Gone with the Wind
Margaret Mitchell
Contributed by Joslyn Justiniano
Chapter 23

Atlanta is ablaze as the Confederates burn their food as opposed to giving the Yankees an opportunity to take them. Rhett arrives, driving a wagon, which by all standards appears to be emaciated, and all he could find. When he endeavors to prevent Scarlett from going to Tara, she ends up going ballistic. Rhett solaces her so softly that she could not believe it is him. He, Scarlett, and Prissy get Melanie, Wade, and the new infant into the wagon, and set off towards Tara. They pass a little band of Confederate officers, where Rhett gets lost in thought after watching a depleted young man crumbling in the street, yet at the same time feels he can go on fighting.

After Rhett evacuates the rest to safety, he reports that he is ready to join the armed force. Scarlett is irate, but Rhett holds her in his arms, discloses that he has strong feelings for her, and starts kissing her. Nobody else’s kisses has ever provoked her like Rhett’s. At that point, Wade cries and causes Scarlett to drift back to the real world, and she slaps Rhett in the face. As he leaves, Scarlett leans on the wagon and cries.


Rhett’s attitude toward Scarlett shocks her, yet it bodes well. Scarlett is still young, all things considered, while Rhett is mature enough to be her father. He comprehends her fears and respects her position, regardless of whether he feels she is insane to attempt to return home to Tara. Scarlett is appreciative of his strength since he makes her feel safe. Not long ago, Rhett, to a great extent, has been depicted as dangerous and careless. Now, he appears to be the hero of the likes of Scarlett, notwithstanding his earlier position on the war.

Rhett’s other startling decision in this chapter is more complex than previously imagined. Scarlett cannot comprehend why he needs to volunteer for the Confederate armed forces now, especially after the Confederates have lost a lot of soldiers, and where Rhett does not offer much clarification.
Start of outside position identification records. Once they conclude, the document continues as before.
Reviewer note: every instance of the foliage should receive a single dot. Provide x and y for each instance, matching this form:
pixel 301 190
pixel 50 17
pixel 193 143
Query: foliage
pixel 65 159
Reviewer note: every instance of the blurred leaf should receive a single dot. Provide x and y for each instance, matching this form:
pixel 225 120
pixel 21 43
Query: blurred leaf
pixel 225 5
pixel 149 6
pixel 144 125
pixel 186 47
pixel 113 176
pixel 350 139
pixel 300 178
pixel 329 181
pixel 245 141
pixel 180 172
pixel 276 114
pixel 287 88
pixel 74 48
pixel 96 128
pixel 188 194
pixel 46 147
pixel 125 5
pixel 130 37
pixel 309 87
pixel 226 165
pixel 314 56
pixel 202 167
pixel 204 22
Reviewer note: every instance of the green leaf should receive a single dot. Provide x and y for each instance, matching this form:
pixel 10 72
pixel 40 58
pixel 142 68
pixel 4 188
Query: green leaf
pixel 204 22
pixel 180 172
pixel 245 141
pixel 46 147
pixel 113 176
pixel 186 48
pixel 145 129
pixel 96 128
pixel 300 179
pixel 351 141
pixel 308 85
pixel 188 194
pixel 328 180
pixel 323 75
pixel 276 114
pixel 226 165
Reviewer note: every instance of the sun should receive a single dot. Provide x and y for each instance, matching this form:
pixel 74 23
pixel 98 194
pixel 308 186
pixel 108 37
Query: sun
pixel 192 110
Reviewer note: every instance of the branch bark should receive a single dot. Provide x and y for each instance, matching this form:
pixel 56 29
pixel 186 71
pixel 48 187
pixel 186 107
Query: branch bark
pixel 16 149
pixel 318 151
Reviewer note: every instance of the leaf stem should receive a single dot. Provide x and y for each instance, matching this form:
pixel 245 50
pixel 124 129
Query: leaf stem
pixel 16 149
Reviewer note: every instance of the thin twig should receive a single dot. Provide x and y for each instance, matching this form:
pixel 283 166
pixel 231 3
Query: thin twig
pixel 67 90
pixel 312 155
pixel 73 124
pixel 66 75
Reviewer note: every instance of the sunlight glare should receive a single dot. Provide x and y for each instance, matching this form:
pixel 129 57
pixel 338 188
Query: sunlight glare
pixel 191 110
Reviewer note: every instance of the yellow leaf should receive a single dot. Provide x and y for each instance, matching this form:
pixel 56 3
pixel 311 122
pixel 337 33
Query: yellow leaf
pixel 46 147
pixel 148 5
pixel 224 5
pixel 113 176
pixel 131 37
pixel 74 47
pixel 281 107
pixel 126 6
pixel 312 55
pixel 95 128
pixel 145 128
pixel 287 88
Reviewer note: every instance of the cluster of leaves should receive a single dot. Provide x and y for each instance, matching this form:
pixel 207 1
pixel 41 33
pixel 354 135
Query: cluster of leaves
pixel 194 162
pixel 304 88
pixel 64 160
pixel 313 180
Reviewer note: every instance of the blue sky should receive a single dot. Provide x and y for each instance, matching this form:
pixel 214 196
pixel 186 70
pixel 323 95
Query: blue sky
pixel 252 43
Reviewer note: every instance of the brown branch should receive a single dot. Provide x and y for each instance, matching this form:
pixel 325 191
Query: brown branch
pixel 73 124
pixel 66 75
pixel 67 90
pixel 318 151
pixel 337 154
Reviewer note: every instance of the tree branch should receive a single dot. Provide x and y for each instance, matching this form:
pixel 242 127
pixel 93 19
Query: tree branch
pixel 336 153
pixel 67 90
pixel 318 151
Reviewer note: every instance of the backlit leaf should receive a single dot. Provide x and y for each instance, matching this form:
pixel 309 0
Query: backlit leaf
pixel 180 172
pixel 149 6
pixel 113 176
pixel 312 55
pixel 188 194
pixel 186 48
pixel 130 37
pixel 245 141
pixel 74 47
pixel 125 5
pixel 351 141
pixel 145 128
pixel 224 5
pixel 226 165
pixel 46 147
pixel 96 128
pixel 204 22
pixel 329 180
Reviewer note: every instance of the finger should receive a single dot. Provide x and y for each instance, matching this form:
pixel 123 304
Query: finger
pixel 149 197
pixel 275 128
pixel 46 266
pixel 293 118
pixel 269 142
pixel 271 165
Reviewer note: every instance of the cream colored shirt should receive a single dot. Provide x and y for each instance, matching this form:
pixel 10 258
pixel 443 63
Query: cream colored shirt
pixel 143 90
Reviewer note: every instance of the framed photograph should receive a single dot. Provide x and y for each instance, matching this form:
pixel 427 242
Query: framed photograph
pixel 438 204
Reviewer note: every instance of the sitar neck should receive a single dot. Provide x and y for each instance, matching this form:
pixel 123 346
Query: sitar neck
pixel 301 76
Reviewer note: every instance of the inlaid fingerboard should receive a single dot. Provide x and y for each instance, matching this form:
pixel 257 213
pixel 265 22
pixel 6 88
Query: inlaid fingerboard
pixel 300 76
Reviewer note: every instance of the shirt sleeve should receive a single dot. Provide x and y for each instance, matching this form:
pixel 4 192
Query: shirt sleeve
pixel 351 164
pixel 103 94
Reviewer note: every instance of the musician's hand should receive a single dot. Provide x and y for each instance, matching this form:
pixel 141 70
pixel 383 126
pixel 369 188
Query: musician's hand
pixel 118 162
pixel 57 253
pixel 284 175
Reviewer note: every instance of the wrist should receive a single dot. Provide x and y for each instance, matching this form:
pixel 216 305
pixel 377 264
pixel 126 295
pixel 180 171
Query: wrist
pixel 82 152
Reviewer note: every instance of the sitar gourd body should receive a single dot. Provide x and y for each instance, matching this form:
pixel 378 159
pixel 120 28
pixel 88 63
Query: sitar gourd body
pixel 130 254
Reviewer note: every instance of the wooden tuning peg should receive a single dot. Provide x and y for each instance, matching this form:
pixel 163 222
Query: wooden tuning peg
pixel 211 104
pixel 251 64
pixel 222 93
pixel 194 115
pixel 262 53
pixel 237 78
The reader has to come up with an understanding of the possible factors that may have influenced Rhett.

At the point when the officers first cross their way, Rhett scoffs at them. However, when the youthful fighter falls but is still resolved to proceed with the fight, Rhett’s demeanor changes. The youthful army officer symbolizes the valor and strength of the South, even when on the losing side of the war. The South put itself on the wrong side of history by endeavoring to stick to the unpopular acts of slavery. However, numerous Southerners unquestionably battled to safeguard what they saw as their rights.

Rhett notices his “quixoticism”, a reference to the novel Don Quixote (distributed in two parts, in 1605 and 1615 respectively), by Miguel de Cervantes. Quixote is an elderly man who supposes a knight, riding off into the countryside and endeavoring to do great deeds — for example, assaulting “monsters”, which are, truth be told, windmills. The word “quixotic”, along these lines, signifies “unreasonably or stupidly optimistic”. It is not a word one would connect with Rhett up until this point.

Rhett’s choice indicates that — besides all his recommendations to Scarlett — he cannot altogether ignore his tradition. His sudden announcement to Scarlett demonstrates an emotional side, even in spite of the fact that he giggles at her and at himself for it. Until this point, Rhett was an intriguing character, yet, to some degree, one-dimensional. He presently demonstrates the unexpected profundities in his character, ensuring that he will keep on fascinating Scarlett — and generally rule the flow of the novel.